Core 2 - Question

Solve - 2 - 2cos^2 theta = Sin theta for ( 0 < theta < 360 )

How would i do this from start to finish, my exam is tomorrow and i have know idea how to do this.

Reply 1

student_slasher

use rule cos^2 theta = 1-sin^2 theta --> as sin^2 theta+ cos^2 theta=1

2-2cos^2 theta
to
2-2(1-sin^2 theta)
to
2-2+2sin^2 theta
which is
2sin^2 theta

hope this helped :wink:

(edited 10 years ago)

Reply 2

purplerainn

To solve such questions, try and express everything in a single variable.

Make the substitution
cos^2 x =1-sin^2 x

(edited 10 years ago)

Reply 3

Timmy12321

Original post by student_slasher

use rule cos^2 theta = 1-sin^2 theta --> as sin^2 theta+ cos^2 theta=1

2-2cos^2 theta
to
2-2(1-sin^2 theta)
to
2-2+2sin^2 theta
which is
2sin^2 theta

hope this helped :wink:

Thanks, whats do i then do for the 0< theta <360 part ?

Reply 4

Blackfyre

Timmy, good luck bro.

Reply 5

student_slasher

Original post by Timmy12321

Thanks, whats do i then do for the 0< theta <360 part ?

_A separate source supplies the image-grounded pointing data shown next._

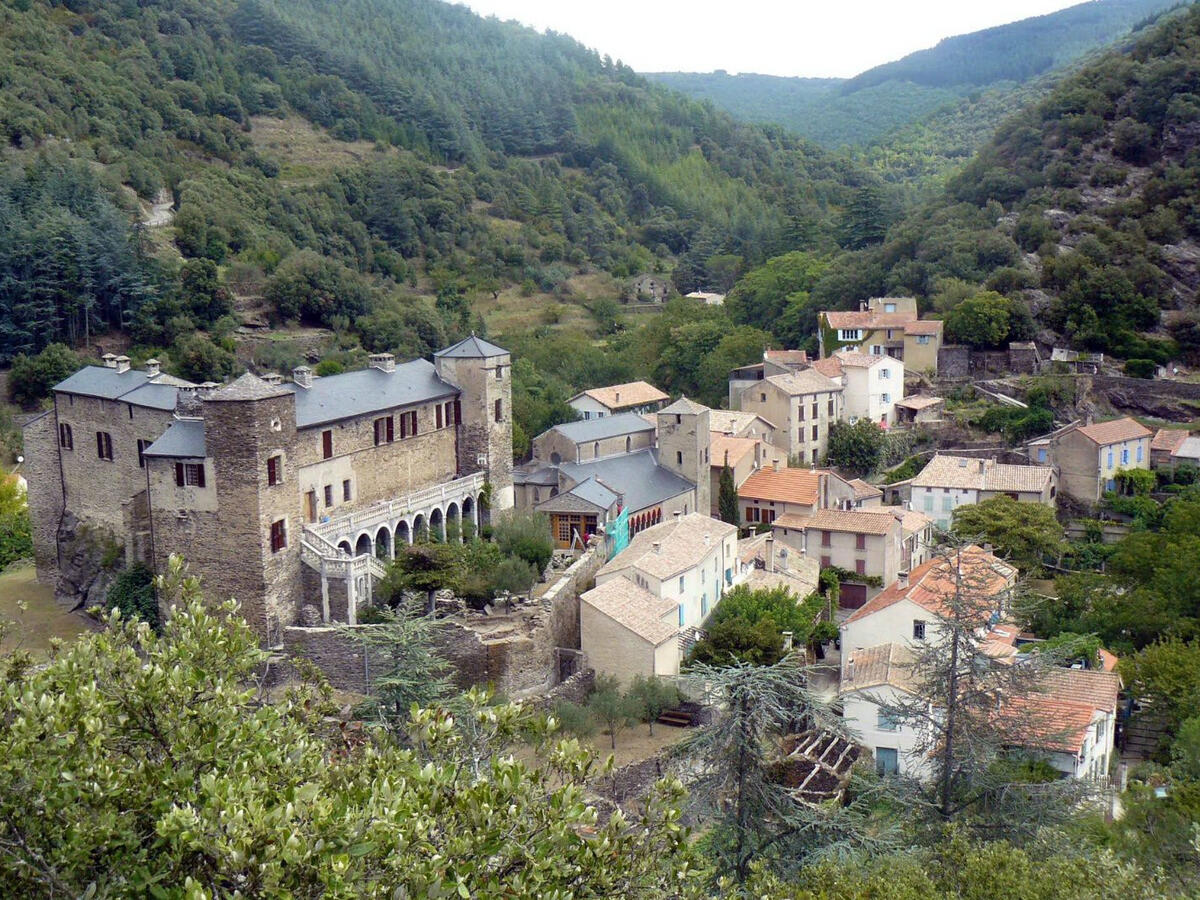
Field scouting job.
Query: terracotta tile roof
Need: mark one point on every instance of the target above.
(829, 366)
(804, 382)
(933, 582)
(623, 396)
(636, 609)
(786, 358)
(863, 490)
(736, 448)
(1115, 431)
(924, 327)
(784, 485)
(965, 472)
(730, 421)
(1168, 439)
(919, 401)
(682, 546)
(888, 664)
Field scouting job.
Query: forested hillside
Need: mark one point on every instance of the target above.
(1083, 211)
(473, 155)
(867, 108)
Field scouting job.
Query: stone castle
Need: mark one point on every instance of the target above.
(283, 495)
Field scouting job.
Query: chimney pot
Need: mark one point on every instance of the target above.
(383, 361)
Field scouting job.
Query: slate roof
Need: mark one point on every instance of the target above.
(635, 609)
(681, 541)
(1115, 431)
(933, 582)
(975, 474)
(472, 348)
(367, 390)
(130, 387)
(610, 426)
(804, 382)
(637, 477)
(184, 439)
(623, 396)
(783, 485)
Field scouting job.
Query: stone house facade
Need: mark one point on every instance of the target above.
(280, 495)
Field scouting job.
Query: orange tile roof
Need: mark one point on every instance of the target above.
(933, 582)
(736, 448)
(783, 486)
(1168, 439)
(1115, 431)
(623, 396)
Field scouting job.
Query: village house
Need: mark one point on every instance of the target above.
(1090, 456)
(883, 327)
(1067, 718)
(778, 490)
(802, 406)
(871, 544)
(911, 607)
(648, 601)
(653, 469)
(634, 397)
(303, 484)
(951, 481)
(871, 385)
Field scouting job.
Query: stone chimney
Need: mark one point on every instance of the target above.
(383, 361)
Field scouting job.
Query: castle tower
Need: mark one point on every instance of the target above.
(484, 373)
(684, 443)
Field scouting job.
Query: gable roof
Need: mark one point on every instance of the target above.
(933, 582)
(784, 485)
(609, 426)
(623, 396)
(976, 474)
(1115, 431)
(472, 348)
(634, 607)
(683, 544)
(367, 390)
(807, 381)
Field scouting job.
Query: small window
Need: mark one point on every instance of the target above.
(279, 535)
(274, 471)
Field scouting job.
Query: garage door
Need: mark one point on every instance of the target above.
(851, 595)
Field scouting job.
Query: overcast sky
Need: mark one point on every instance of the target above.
(785, 37)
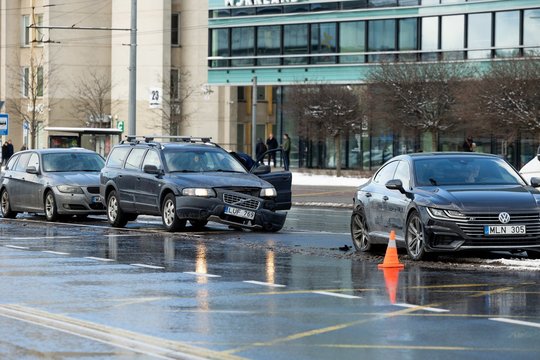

I dont really know what you mean...do you mean you're given an angle of theta or you're given a value for sin theta or sin^2 theta?

all i know is if there is a 2 before sin or sin^2 ; you then halve the value/ angle you're given

if it's a just a sin theta value you do that first
but if it's sin^2 theta you root you're value then halve it and put it into you're calculator to get a value from 0-360

tip- drawing a sin curve always helps looking a the other theta values you're not given

Reply 6

joostan

Original post by student_slasher

Original post by Timmy12321

Thanks, whats do i then do for the 0< theta <360 part ?

Spoiler

Take

\arcsin

of these values and then recall that

\sin(180-x) = \sin(x)

And that it is a repeating function, repeating every 360 degrees.

EDIT: Seriously, what is with the constant negging?
All I'm doing is trying to help out by explaining something and you get negged for it?!